Turkey Makes Progress in Power Sector Liberalization

July 22, 2008

The Turkish government is making progress on its ambitious plan to privatize and transform the country’s choked power industry with new agreements and incentives for investment, according to The Wall Street Journal.

The rapidly growing Turkish economy faces challenges on account of the availability of electricity. The National Energy Forum of Turkey, an industry think-tank, estimates an investment of $125 billion over the next 12 years to cope up with the growing demand.

Industry sources have said that bickering in the country’s political circles and an uncertain investment climate brought about by regulatory instability are the main concerns to investors who are seeking a fully-liberalized energy sector.

Observers have pointed out that the Turkish government is taking steps in the right direction. In July 2008, Austria-based Verbund and local partner Haci Omer Sabanci Holding successfully bid to own and operate the regional electricity distributor, Baskent EDAS, for $1.23 billion. Another reported success in Turkey’s privatization drive is the successful bid by Akcez joint venture, formed by Ak Enerji and the CEZ Group, to operate the power grid in the Sakarya region.

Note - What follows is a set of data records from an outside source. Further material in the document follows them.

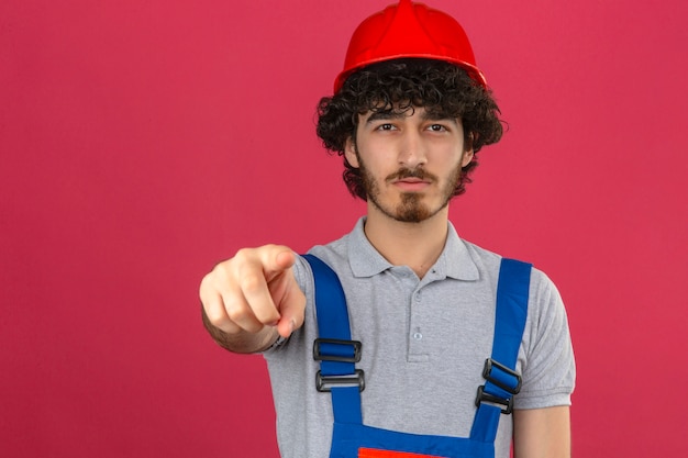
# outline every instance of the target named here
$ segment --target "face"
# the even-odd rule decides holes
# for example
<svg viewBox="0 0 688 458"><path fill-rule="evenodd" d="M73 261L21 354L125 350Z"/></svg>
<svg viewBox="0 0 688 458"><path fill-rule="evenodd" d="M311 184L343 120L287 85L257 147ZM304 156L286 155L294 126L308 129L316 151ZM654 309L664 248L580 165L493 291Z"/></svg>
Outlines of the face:
<svg viewBox="0 0 688 458"><path fill-rule="evenodd" d="M446 209L462 167L473 159L473 152L464 150L460 121L422 108L360 115L356 142L347 142L345 155L360 169L368 206L410 223Z"/></svg>

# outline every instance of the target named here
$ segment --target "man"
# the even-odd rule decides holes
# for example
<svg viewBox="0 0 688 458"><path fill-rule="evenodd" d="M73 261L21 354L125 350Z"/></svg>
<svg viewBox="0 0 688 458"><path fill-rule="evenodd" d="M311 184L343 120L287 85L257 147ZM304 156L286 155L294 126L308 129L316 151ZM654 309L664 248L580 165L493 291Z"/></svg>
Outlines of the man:
<svg viewBox="0 0 688 458"><path fill-rule="evenodd" d="M570 456L555 287L448 222L498 113L445 13L401 0L354 33L318 135L367 215L315 259L242 249L200 289L212 337L268 361L284 457L508 457L512 438L517 458Z"/></svg>

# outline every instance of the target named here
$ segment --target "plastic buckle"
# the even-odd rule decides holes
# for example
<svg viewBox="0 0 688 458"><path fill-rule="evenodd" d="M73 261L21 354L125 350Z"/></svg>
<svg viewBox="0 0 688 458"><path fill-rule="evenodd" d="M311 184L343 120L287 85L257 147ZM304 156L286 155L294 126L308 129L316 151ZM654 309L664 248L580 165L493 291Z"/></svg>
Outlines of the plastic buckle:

The Turkish government is also divesting regional power grid operators along with power plants, and is inviting bids for new energy infrastructure. This includes the request for bids for the country’s first nuclear power plant on its Mediterranean coast and possible bids for a second such nuclear facility on the Black Sea coast, according to The Wall Street Journal.

Turkish power producers and investors are expected to benefit from the introduction of computerized price-adjustment apparatus, which allows utilities to reflect the actual cost of production. The Turkish government has also introduced incentives such as a five-year 50% transmission charge waiver for companies that bring new generation capacity online by 2012, in a bid to ramp up capacity in the short-term.